08/25/2010 04:47 pm ET | Updated May 25, 2011

Writer's Groups: What to Do With Critique & Advice

When it comes to criticism from my writer's group, I need to hear or read the same idea two, three, or four times before I can incorporate it into my work-in-progress. Months after arguing with my fellow writers, (so blind! so ignorant!) I re-read their notes and am struck by wisdom where I formerly saw idiocy.

How do you decide what to keep and what to leave behind from critiques? One sure bet is the power of all yea or nay. I can't say it any better than Stephen Koch did in A Guide to the Craft of Fiction:

"When a value judgment is unanimous, be it favorable or unfavorable, something important was said. It is, of course, possible -- unlikely but possible -- that you are right and everyone else is wrong ... But usually something everybody dislikes needs fixing. Unanimity is rare."

An all thumbs up or down is easy to use, but how do you assimilate varied opinions, let alone chose what is useful? H.G Wells noted: "No passion in the world is equal to the passion to alter someone else's draft."

I give deeper consideration to the comments of those with whose responses I agreed with when critiquing other's work. If I thought they were so spot-on when deconstructing other's work, chances are pretty good they're on target with mine (no matter how much I try to convince myself otherwise.)

If you're in a writing workshop, by the time you've finished your book you've collected a notebook of criticism and compliments. Be wise with both. Be humble and rent all advice even if you don't buy it. Critique has saved me from simpy, saccharine, and sentimental work. (Also, wise-alecky.)

On the other hand, the worst, sent me into a fog of depression.
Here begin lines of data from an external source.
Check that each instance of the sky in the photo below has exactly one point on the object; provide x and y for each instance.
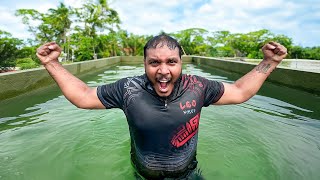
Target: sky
(297, 19)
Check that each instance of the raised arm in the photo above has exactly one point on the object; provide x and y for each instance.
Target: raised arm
(248, 85)
(75, 90)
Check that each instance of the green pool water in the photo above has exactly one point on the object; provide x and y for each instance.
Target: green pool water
(274, 135)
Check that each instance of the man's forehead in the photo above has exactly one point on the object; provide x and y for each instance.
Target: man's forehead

One particular person sent me into a long period of avoiding the page. Beware of cutting critique meant to show how very clever is the person criticizing. Good advice comes from a well of appreciation of your intent and should be without bitterness or denigration.
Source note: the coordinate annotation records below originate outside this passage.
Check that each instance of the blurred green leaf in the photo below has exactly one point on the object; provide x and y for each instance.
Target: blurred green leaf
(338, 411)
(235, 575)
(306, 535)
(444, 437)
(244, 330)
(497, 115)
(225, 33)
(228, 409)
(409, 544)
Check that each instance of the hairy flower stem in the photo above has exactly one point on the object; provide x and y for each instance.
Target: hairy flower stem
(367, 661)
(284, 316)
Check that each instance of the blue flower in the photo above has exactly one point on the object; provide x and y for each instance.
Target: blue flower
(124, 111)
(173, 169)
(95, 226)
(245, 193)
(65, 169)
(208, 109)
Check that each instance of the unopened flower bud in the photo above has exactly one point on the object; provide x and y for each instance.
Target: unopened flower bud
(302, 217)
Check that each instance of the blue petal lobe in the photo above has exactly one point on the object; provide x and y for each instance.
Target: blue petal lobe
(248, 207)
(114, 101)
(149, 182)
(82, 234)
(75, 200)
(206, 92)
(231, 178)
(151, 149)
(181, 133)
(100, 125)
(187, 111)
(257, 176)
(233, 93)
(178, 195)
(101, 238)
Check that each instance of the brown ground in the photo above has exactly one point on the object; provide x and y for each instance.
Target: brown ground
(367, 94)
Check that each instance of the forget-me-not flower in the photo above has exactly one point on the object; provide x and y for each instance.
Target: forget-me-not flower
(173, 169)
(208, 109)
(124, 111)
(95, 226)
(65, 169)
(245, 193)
As for compliments, they're lovely! Just beware of drinking from that particular pitcher too often or deeply. If it is your friends and family who are your readers, they can be bewitched by every word because they're yours and they love you. Many grains of salt can be useful.

Somewhere in the middle you find your answers. Some critique may be veiled insult. Sometimes praise is the easiest way for folks to respond (those who'd rather be false than take a chance of hurting someone's feelings,) however in all circumstances other reader's eyes are needed.

Find the writer's group that works for you. Do not settle for working with folks who are trying to re-write your work, jockey for position, or show how smart they are by riffing on other's writing. Find writing friends who believe they are in a mutual mission to raise everyone's writing to the highest level.

Waiting until the end of my draft before incorporating ideas from my writing group works best for me. Rushing to change characters, plot, or style too soon doesn't allow me to wash the ideas through my own beliefs. Waiting allows me to take in criticism. When I look at critique notes weeks or even months after receiving them, they make more sense. My instinct to fight is gone. I become a believer of their ideas or I become stronger in my own gut. I no longer have to say, "But you don't understand!"

I remember that having to explain my work means something is wrong. Your work must always stand on its own pages. After all, you'll never get to explain anything to the reader who buys your book.